Reading the solute potential of a multi solute cytoplasm as a mole fraction sum is the same setup the Mole Fraction Calculator uses, so the two pair naturally when the student needs to add several solute potentials at once.

Water potential calculator form with molarity, temperature, ion count, pressure, and height inputs and a result panel showing solute, pressure, gravity, and total water potential in MPa.
Water potential calculator form with molarity, temperature, ion count, pressure, and height inputs and a result panel showing solute, pressure, gravity, and total water potential in MPa.

Frequently Asked Questions

Q: What is a water potential calculator?

A: A water potential calculator is a plant biology tool that turns solute molarity, ion count, cell temperature, pressure potential in bar, and a height difference into the solute potential Psi_s, the pressure potential Psi_p, the gravitational potential Psi_g, and the total water potential Psi of a plant cell in MPa, using the Psi = Psi_s + Psi_p + Psi_g equation taught in AP biology and plant physiology.

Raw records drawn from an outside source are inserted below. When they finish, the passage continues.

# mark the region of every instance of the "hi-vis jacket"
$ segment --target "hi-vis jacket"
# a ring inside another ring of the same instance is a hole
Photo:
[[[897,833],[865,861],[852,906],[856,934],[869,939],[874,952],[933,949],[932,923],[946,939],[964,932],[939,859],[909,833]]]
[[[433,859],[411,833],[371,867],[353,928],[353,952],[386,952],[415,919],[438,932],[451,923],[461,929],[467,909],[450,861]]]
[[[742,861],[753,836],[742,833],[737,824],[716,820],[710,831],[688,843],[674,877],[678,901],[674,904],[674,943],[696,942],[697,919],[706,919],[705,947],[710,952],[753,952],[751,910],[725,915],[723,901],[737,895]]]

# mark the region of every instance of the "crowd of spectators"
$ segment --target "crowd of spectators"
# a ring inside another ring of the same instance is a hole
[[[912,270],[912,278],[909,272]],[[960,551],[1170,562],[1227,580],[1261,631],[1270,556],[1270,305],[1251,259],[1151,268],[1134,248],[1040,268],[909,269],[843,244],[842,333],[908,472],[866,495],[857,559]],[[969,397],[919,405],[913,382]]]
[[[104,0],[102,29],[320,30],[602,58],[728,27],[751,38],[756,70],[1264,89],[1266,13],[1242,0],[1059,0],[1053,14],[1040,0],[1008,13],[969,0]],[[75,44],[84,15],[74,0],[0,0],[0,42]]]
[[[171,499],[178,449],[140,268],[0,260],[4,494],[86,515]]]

Q: How is the total water potential calculated?

A: The total water potential is the sum of the solute, pressure, and gravitational potentials. The solute potential uses the van't Hoff relation Psi_s = -i * C * R * T, the pressure potential comes from the entered bar value converted to MPa, and the gravitational potential uses Psi_g = -rho_w * g * h / 1e6 from the height difference.

Q: What is the solute potential formula?

A: The solute potential formula is Psi_s = -i * C * R * T. C is the molar concentration in mol/L, i is the number of ions the solute dissociates into, R is 0.008314 L MPa per mol K, and T is the absolute temperature in Kelvin. Pure water reads 0 MPa because the molarity is zero.

Q: How do you calculate water potential of a plant cell?

A: Sum the solute potential, the pressure potential, and the gravitational potential. For a textbook plant cell with 0.3 M sucrose and 0.2 MPa turgor at 25 C, the solute potential reads -0.74 MPa, the pressure potential reads 0.2 MPa, the gravitational potential reads 0 MPa, and the total water potential reads -0.54 MPa.

Q: What units are used for water potential?

A: Water potential is reported in pressure units because it is energy per unit volume. The published plant biology unit is the megapascal (MPa), and the laboratory field unit is the bar. The calculator computes each result in MPa internally and the output unit toggle converts both the numbers and the label to the chosen unit, with 1 MPa equal to 10 bar.

Q: Why is water potential negative for plant cells?

A: Plant cell water potential is negative because the dissolved solutes in the cytoplasm pull the solute potential below zero through the van't Hoff relation. A negative water potential means the cell sits below the pure water baseline of 0 MPa, so water flows in from any source with a higher water potential.